Voilà en gros pour ce que tout le monde connaît. Alors maintenant, passons au domaine moins connu… la thérapeutique interne…

Vous vous dites que “n’importe quoi ça se mange pas”… raté, et en plus vous en avez tous déjà mangé… car l’argile est souvent utilisée comme excipient dans les médicaments. Beurk, hein?

L’utilisation de l’argile pour les troubles digestifs est bien plus complexe que son homologue cutanée. Elle est fortement contre-indiquée en cas de troubles sévères, ou tout du moins je vous conseille d’en parler avec le médecin ou le vétérinaire…

Quoi qu’il en soit il est obligatoire de beaucoup diluer l’argile avant de la boire… Vous connaissez le smecta ? Ben c’est pareil. Ca a le même goût (donc c’est infect).

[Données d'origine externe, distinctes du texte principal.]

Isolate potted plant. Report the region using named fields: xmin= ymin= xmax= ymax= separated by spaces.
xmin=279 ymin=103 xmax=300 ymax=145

L’argile forme dans le tube digestif une sorte de “pansement”, et en quelque sorte imperméabilise tout ça. Il a été constaté que l’argile avait pour effet de grandement diminuer l’absorption de l’alcool par l’organisme (avis aux amateurs de balade éthylogique) mais aussi des nutriments (c’est pas une raison, mesdames, pour vous en enfiler un grand verre avant de vous jeter sur la danette).

Plus sérieusement, l’argile a la capacité de calmer les troubles inflammatoires de la muqueuse interne : brûlures d’estomac, constipation (ou son contraire), remontées acides, flatulences, etc… En gros, en cas de soupçon de désordre interne, ça peut théoriquement pas faire de mal.

Il est aussi à noter, que certains médecins utilisent l’argile en cas de saignements dûs à un ulcère (ou un truc similaire) mais je ne sais pas si ce genre de chose peut arriver à un cheval… S’il y a des vétérinaires sur le site, je serais très heureuse d’avoir des précisions !!!

Ah, et j’oubliais un détail très important : IL NE FAUT JAMAIS MÉLANGER DE L’ARGILE A DE LA PARAFFINE … donc si votre cheval a les symptômes d’une colique, ne lui en donnez surtout pas, ça ne ferait qu’aggraver dramatiquement la situation !!!!!!!!